Monday, June 9, 2008

Why Don't We Complain?

The narrative essay written by William F. Buckley Jr, “Why Don’t We Complain?” in my opinion is very realistic to a point. The author begins by setting the reader in a train where it is very hot though the temperature outside is freezing; the author then proceeds to tell us that he notices that everyone else in the train is hot too, but no one has complained. When he finally gets the courage to ask the conductor something he feels as if everyone is looking at him and he does not want to start a commotion. This story can be related to many people with different customs. For instance, in Miami if something is bothering a person the most likely thing that he or she will do is let it be known, whether it be in a sugar coated way or directly. On the contrary, someone with more high class in another part of the world may not complain because they don’t want to be seen as if something is bothering them, they don’t want people to murmur things about them.

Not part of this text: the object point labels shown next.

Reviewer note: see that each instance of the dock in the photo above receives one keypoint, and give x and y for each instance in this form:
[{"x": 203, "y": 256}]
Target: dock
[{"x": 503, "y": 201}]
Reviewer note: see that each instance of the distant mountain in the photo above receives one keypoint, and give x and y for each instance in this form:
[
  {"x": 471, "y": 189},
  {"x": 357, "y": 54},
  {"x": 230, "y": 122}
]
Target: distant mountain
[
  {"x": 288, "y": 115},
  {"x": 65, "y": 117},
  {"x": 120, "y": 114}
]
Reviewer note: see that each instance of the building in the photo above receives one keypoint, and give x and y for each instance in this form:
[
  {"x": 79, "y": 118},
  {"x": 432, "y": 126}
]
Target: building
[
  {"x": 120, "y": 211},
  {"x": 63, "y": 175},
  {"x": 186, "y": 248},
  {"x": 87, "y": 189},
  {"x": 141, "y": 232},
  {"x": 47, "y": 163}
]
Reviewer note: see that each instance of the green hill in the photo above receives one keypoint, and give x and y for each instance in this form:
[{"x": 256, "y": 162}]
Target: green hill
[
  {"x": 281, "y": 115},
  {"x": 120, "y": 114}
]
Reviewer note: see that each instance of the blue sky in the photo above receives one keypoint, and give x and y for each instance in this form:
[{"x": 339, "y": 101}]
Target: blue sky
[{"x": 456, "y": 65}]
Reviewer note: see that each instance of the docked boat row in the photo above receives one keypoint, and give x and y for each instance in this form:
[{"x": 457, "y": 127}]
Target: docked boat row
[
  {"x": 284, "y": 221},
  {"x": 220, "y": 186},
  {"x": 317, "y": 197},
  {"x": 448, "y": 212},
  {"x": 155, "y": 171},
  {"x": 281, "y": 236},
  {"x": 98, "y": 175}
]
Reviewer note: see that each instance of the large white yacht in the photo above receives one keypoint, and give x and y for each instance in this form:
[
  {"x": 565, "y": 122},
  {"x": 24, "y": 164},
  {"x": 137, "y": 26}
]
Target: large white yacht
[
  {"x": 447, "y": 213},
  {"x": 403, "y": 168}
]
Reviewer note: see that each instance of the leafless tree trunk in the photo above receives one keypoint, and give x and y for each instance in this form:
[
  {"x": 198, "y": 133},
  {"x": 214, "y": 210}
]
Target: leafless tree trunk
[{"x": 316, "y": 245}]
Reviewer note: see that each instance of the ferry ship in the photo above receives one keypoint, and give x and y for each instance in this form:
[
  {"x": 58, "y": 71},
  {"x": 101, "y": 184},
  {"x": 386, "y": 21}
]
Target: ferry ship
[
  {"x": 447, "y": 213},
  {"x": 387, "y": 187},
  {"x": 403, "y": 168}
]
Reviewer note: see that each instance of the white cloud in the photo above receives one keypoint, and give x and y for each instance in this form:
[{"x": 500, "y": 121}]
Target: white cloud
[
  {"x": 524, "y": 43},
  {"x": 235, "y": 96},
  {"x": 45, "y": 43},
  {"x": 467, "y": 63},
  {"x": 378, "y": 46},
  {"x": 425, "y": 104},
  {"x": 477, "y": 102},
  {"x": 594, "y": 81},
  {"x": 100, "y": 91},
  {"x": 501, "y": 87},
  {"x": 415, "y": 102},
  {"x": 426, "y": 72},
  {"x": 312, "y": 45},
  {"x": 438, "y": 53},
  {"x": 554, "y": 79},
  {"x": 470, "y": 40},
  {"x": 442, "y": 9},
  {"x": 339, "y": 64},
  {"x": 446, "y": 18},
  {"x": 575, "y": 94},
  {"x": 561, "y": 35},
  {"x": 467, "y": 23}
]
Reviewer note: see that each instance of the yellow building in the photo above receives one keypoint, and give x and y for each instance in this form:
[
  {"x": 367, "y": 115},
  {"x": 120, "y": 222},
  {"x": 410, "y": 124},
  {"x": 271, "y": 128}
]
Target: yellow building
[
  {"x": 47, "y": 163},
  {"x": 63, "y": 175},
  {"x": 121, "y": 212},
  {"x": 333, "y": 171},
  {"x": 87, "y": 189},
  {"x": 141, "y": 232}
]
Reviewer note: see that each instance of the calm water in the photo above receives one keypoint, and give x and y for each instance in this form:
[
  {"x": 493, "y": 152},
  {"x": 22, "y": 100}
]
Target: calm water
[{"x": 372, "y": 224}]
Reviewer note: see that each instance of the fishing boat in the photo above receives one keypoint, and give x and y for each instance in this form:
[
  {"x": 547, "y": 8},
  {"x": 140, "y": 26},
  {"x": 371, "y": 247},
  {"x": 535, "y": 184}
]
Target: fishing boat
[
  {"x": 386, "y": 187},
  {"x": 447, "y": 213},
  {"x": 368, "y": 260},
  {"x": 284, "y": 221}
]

The same thing can occur when we are at a restaurant. For example, if you are eating and you’ve asked the waiter for your drink a couple of times and they haven’t brought it the most likely thing to do is to tell the person in a bad way, maybe then they will get what you are asking for. The tricky part to asking someone for something more than once or twice is that the people that surround us at times want to be like the passengers in the train, unheard or unseen, they don’t want to make a spectacle, even when the truth of the matter is that we are in our every right to complain, because if we didn’t our voices wouldn’t be heard.

When the peak of the story arose I began to contemplate on what the author was saying. The truth is that he was stating something that was very true. The author says that because we live in an era where everything gets done for us with a flick of a finger we don’t pay much attention to the things that we are suppose to do, our voices become unheard. Before this age of technology if something was wrong with, for say, the air conditioner we had to do something about it, everyone had to be a little of everything, a plumber an electrician maybe even a mechanic, but because today we have people that specialize in those fields we fall back and we stoop learning, we stop complaining about things. Everyone should let their voices be heard and when something is wrong we should complain because there is going to come a point that we will become unheard of unseen and the things we want will not matter.